While discussing Intel's financials, CEO Brian Krzanich revealed that the first solid state disk products based on 3D XPoint will start shipping before the end of the year. He also confirmed that Fab 68 in Dalian, China rolled out its first 3D NAND wafers ahead of schedule. Intel's memory business did poorer than expected in Q2 2016, revenue was down 20 percent year-over-year as a result of a more competitive pricing environment.
Our Memory business was down 20% over last year and fell short of our expectations as a result of a more competitive pricing environment. While we acknowledge the cyclical and competitive nature of this business, we remain confident in our long-term growth prospects as a result of the new technologies we are bringing to this market.
Fab 68 in Dalian, China, started its initial 3D NAND wafers late in the second quarter, but ahead of schedule. We also remain on track to ship 3D XPoint SSDs, branded Optane, by the end of the year, and look forward to delivering this exciting new breakthrough in memory to the industry.

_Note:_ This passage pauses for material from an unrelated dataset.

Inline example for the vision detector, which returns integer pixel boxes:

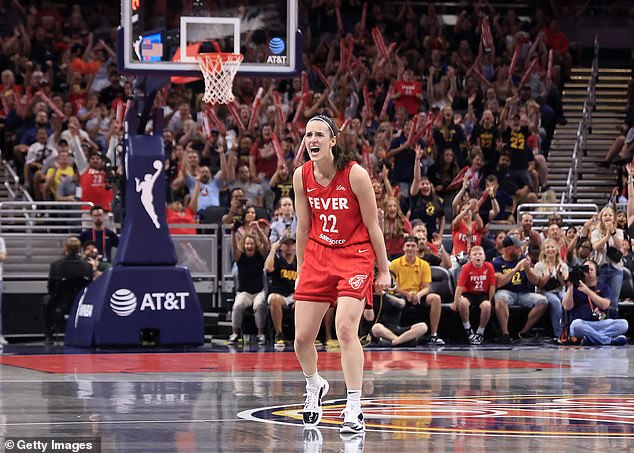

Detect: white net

[196,53,244,104]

The first Optane SSD samples started shipping some time ago to Intel partners:
We've actually started to ship some sample units to customers already to let them try out and start to learn. Those are to the big, call it service providers, is mostly who we're sending those to. You're going to see it enter as SSDs. You'll see those SSDs, both enterprise-class SSDs and also commercial consumer type SSDs, we demonstrated in several live demonstrations anywhere from 5x to 7x, 8x, 9x, 10x improvement in performance depending on the workload through those SSDs. So you're going to see those be the first implications.

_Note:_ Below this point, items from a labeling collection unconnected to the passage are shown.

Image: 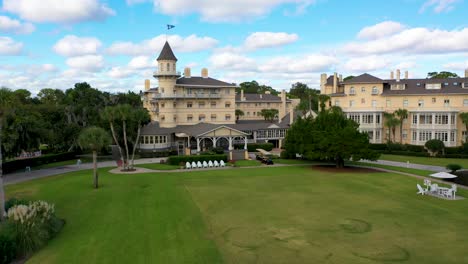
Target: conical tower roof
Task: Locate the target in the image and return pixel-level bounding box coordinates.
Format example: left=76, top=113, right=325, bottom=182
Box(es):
left=157, top=41, right=177, bottom=61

Krzanich also added that 3D XPoint DIMMs start shipping in 2017, and that he expects this is where the big volume will come from:
When I think about where the big volume will come from, I think it will come in that DIMM form factor. You're going to see it in cloud applications, everything from machine learning, big data. Anyplace where you have memory-intensive and where you can do in-memory applications, the 3D XPoint is going to be nicely configured for that. It allows you to bring large amounts of storage-like data into a memory-like performance. And that's the real key here.

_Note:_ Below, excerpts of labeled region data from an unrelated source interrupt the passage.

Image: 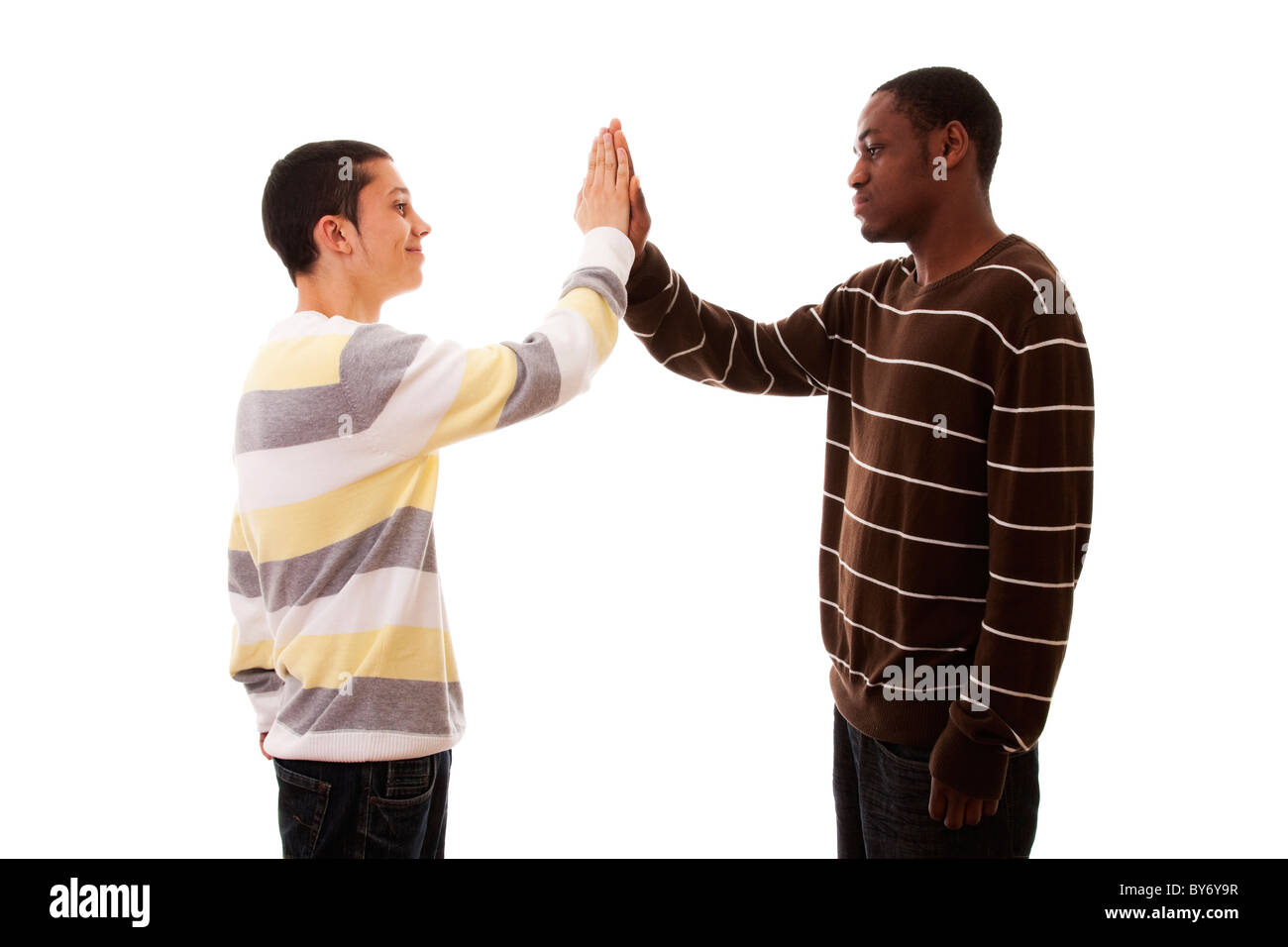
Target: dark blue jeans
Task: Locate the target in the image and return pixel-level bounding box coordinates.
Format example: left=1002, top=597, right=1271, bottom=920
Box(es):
left=273, top=750, right=452, bottom=858
left=832, top=710, right=1039, bottom=858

We'll see Optane in consumer devices too, but based on Krzanich's comments it's not going to replace traditional SSDs in a major capacity:
I also believe you'll see it in consumer devices. You'll see laptops and devices like that. Gaming machines, we think it will have gaming applications where you can preload in a cache-like environment the next level of your game, and so it loads almost instantly as you transition within the game. So there's going to be a variety of those. And actually the more we go and start to play with it, start to give it out to customers, the more types of applications and workloads we're finding that it can be used for.